Lee felt the tension at the nape of his neck. Lucille was a congenital liar, and a poor one. There were always reasons for her lies. Where did the change go? Gee, honey, it must have fallen out of my pocket. Those are new shoes, aren’t they? Are you crazy! I’ve had these for ages. Why didn’t you tell me Dr. Ewing called? But he didn’t, honest. Always with the same extra width of eye, the same slow shake of her lovely head, the slight abused pout of her heavy lips. He had seen it so many times that he knew beyond any doubt that Lucille was lying to Keefler. He looked narrowly at Keefler, who took out a cigarette and lit the match one-handed. Keefler stood up. “Well, you back up what your husband told me, Mrs. Bronson. I guess you folks are in the clear.”

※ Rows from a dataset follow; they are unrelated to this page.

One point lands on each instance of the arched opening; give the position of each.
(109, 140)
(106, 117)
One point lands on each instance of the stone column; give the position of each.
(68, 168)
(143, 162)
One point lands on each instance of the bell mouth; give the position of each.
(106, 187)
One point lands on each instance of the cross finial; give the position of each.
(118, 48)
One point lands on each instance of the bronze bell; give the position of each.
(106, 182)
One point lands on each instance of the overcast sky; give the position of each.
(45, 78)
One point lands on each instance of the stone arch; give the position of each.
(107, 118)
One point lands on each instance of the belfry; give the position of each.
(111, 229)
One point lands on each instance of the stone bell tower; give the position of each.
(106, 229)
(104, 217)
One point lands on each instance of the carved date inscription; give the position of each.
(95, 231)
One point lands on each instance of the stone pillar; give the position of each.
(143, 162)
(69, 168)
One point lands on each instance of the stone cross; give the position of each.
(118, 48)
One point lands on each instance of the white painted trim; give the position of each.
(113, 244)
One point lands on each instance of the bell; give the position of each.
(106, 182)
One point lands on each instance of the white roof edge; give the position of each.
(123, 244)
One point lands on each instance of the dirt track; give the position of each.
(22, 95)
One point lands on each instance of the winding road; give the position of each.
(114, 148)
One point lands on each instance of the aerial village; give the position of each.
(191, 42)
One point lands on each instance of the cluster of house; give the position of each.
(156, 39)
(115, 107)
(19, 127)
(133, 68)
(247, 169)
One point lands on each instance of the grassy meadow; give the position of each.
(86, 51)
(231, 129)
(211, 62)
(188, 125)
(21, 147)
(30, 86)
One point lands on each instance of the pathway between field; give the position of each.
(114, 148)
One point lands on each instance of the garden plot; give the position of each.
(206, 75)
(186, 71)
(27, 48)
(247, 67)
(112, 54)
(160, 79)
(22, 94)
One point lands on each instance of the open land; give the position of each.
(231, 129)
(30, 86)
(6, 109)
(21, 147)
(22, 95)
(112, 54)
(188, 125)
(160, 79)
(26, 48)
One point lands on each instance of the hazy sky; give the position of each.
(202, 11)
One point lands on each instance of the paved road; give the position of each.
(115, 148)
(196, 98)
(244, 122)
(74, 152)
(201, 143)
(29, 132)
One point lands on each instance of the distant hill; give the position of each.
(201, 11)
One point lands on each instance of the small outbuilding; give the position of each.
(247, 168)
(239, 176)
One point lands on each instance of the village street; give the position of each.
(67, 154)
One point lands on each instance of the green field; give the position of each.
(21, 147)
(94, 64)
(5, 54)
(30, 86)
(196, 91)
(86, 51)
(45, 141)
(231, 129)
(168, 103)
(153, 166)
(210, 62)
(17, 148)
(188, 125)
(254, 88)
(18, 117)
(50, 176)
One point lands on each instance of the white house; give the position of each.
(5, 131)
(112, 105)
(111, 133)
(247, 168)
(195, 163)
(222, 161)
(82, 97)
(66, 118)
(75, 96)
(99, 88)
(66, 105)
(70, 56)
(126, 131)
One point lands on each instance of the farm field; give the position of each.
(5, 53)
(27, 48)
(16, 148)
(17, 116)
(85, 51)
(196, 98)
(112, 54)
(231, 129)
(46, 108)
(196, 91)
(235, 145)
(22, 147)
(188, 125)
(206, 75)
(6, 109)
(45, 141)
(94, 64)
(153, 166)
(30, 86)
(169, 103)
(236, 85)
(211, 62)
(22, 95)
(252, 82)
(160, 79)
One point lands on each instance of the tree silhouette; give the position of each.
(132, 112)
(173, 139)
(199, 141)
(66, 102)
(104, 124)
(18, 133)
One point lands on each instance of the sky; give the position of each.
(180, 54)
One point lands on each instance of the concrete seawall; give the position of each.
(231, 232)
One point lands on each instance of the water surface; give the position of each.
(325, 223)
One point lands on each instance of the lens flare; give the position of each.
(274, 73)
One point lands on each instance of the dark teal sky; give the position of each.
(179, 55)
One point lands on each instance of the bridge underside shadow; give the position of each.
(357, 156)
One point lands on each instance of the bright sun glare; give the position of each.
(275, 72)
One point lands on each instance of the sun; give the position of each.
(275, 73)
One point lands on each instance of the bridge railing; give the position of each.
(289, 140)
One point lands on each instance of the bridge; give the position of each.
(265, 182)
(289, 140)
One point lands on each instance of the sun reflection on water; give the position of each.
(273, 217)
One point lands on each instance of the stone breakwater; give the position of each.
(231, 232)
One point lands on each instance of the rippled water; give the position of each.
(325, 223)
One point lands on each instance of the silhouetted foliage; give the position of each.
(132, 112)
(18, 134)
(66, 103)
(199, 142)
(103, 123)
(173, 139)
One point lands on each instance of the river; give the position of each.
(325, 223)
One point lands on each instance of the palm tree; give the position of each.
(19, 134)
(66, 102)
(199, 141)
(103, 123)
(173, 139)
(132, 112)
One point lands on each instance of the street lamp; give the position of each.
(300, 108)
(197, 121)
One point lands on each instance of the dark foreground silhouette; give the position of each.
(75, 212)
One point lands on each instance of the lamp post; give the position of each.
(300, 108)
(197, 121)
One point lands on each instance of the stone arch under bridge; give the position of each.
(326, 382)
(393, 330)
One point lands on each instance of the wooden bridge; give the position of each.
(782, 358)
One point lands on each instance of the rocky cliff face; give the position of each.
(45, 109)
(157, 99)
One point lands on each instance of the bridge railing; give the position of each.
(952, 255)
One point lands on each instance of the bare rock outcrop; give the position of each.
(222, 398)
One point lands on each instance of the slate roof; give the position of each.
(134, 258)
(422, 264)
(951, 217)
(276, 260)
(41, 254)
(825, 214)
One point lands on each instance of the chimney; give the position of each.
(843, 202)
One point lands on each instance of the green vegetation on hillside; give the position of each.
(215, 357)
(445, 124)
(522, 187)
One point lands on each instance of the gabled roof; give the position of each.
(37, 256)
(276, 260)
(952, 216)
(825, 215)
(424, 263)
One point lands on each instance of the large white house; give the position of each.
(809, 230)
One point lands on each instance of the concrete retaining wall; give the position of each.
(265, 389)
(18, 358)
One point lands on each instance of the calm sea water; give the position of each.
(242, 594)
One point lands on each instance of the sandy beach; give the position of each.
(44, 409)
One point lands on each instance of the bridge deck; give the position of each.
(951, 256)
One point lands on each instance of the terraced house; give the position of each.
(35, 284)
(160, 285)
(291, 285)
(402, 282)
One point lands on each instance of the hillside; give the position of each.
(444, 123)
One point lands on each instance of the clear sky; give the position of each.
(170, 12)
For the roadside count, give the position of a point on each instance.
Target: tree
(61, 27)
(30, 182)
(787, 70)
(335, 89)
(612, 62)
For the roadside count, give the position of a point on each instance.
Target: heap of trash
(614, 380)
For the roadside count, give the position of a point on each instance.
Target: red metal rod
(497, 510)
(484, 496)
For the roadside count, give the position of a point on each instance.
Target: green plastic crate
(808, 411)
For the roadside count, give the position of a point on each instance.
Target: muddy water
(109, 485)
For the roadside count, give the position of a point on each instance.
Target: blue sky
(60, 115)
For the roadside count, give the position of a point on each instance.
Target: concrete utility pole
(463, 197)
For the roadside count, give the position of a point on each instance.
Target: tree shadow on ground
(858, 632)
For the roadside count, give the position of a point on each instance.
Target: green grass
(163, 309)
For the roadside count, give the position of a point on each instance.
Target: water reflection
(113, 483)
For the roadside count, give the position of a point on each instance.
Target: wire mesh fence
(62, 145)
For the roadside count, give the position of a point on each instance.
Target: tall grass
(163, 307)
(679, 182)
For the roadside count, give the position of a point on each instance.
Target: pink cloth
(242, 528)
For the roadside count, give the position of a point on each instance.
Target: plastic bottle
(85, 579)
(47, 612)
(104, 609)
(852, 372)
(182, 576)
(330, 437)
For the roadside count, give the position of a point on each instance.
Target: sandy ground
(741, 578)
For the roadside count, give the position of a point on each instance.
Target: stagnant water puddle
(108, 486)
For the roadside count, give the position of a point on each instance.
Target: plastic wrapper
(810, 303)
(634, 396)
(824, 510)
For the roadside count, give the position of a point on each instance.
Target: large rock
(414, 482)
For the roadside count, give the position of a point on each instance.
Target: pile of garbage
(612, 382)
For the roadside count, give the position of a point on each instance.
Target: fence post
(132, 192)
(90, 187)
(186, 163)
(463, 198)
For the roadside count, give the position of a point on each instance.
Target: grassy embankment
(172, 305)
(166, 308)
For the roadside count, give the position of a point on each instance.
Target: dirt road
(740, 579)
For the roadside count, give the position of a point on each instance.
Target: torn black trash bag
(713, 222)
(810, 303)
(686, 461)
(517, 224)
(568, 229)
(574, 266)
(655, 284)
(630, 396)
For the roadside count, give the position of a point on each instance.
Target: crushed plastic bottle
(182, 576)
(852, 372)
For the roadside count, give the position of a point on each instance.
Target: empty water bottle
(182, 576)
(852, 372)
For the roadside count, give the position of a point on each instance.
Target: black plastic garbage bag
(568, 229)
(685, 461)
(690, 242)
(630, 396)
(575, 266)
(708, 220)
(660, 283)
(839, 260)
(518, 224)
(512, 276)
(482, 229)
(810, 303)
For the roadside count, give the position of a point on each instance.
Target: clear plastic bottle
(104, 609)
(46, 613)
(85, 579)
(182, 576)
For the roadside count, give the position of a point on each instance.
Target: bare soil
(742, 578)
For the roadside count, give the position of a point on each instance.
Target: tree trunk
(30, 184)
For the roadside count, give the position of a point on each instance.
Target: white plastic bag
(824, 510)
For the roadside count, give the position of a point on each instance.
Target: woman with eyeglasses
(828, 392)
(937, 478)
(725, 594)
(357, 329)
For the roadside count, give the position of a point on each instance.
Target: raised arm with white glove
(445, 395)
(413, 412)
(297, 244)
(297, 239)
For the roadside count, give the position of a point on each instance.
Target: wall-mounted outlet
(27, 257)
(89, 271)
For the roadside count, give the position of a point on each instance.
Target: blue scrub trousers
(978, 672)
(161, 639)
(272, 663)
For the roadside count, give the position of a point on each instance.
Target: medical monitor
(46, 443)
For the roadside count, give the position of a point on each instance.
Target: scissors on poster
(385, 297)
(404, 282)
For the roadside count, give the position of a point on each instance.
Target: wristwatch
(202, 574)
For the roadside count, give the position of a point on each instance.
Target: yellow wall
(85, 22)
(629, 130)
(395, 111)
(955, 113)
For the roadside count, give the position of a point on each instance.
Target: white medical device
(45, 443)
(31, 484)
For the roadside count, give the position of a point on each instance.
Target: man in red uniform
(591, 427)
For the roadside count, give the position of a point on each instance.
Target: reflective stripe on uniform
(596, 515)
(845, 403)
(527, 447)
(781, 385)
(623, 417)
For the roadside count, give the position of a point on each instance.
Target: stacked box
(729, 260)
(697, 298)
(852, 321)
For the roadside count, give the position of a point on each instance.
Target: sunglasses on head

He started toward the screen door and turned sharply and said, “What work is he doing, Lucille? What work is Danny doing?”

“Gee, I don’t know. Honest. He wouldn’t say.”

Keefler stood by the screen door, nibbling his lower lip. “Go on in the house, honey,” he said.

Lee saw Lucille obey with an unexpected docility. She never took readily to being ordered about. Keefler gestured to Lee. He got up and walked over. Keefler looked up at him. “Big bastard, aren’t you?”

“Is that a question... sir?”

“Don’t get porky. You can’t afford it. You don’t mean anything to me. I can step on you like on a bug. Now I’m telling you just what you’re going to do. You’re going to wait, and if you get any kind of word from Danny, you aren’t going to wait ten seconds before you get hold of me. You’re going to move fast, Bronson. Because if you don’t, you’re going to be the sorriest guy in the state. Right now he’s a wanted man. Understand? You hide one single damn thing, and there’s laws that cover that, and I’ll go to a lot of work to see that I make them stick.”

Keefler settled his hat more squarely on his head. He shook out his suit coat and rehung it over his left arm. He went down the steps and out to the walk. He looked back once and lifted his arm in a sardonic gesture of farewell.